NTTKreatif.com, MAUMERE — Kelompok Kerajinan Tangan Tobi Wolor dari Desa Lewomada, Kecamatan Talibura, Kabupaten Sikka, Nusa Tenggara Timur, tampil mencuri perhatian dalam Festival Pesona Lewomada 2025 yang digelar sejak Rabu (9/7/2025). Mereka menghadirkan berbagai produk kreatif berbasis potensi lokal.
Kelompok ini beranggotakan warga lintas generasi, mulai dari kaum ibu hingga pemuda desa. Sejak dibentuk tiga tahun lalu, Tobi Wolor fokus pada pemberdayaan ekonomi masyarakat melalui kerajinan tangan dan pengolahan hasil alam.

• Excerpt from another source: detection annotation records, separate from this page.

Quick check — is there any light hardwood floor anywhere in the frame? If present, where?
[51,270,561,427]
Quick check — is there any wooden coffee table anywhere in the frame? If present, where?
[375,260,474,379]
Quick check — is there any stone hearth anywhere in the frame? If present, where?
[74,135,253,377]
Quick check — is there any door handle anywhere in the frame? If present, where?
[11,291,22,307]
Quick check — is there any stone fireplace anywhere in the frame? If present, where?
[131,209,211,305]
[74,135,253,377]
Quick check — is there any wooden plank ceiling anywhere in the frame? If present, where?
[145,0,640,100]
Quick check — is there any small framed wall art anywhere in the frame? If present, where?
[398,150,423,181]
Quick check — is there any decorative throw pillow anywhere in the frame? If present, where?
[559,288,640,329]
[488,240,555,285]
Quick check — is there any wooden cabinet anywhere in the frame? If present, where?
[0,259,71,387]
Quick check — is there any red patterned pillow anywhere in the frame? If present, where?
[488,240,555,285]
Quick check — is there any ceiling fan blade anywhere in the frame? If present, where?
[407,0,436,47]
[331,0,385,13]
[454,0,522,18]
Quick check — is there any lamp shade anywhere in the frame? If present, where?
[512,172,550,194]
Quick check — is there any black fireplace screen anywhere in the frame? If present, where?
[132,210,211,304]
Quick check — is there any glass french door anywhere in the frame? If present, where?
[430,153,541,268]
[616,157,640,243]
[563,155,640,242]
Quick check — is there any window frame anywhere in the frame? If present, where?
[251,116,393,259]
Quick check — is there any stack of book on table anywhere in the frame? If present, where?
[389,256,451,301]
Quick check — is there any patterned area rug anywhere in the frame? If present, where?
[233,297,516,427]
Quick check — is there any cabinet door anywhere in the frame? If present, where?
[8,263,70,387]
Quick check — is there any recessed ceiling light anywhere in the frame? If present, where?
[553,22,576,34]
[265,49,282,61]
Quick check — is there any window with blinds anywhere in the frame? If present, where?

Di stan pameran, pengunjung dapat menemukan cangkir bambu, minyak kelapa murni (VCO), minyak goreng kelapa, serta aneka makanan khas seperti jahe instan, jagung titi, jewada, dan kue cucur. Semua produk dijual dengan harga terjangkau, mulai dari Rp5.000 hingga Rp50.000.
Maria Gajak (76), anggota tertua kelompok, mengatakan bahwa keikutsertaan mereka di festival menjadi kesempatan untuk memperkenalkan hasil karya desa kepada publik yang lebih luas. Ia berharap kegiatan seperti ini terus berlanjut setiap tahun.
“Lewat kelompok ini, kami ingin warisan keterampilan tidak hilang begitu saja. Anak muda perlu belajar dari alam dan budaya sendiri,” kata Maria saat ditemui di stan pameran, Kamis (10/7/2025).